Base.@pure inferred_concrete_return_type{T,U}(f,::Type{T},::Type{U}) =
    let X = Core.Inference.return_type(f,Tuple{T,U})
        isleaftype(X) ? X : Union{}
    end

lifted2(foo) = function{T,U}(x::Nullable{T}, y::Nullable{U}) -> isnull(x) || isnull(y) ?
    Nullable{inferred_concrete_return_type(foo, Tuple{T,U})}() :
    unsafe_lift(foo, x, y)

As-is, this will not be type stable. However, I think it could be manually made type stable through inference special-casing. This function has some degree of utility outside of nullables, so a case could be made for such a special case.

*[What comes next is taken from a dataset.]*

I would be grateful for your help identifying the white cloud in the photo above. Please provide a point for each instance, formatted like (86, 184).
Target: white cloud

TotalVerb · 2016-10-01T23:50:10Z

@davidagold Inference being run twice is not a concern. However, the result of inference not actually making the function type stable is indeed a concern. If we can't make the function type stable, it's obviously better just to return NULL. I think that can be made faster with some optimizations in the compiler.

davidanthoff · 2016-10-02T05:04:01Z

Why does this have to be in base, couldn't this stay in a package?

TotalVerb · 2016-10-02T05:05:22Z

You mean the entire nullable infrastructure, or just the lifting part?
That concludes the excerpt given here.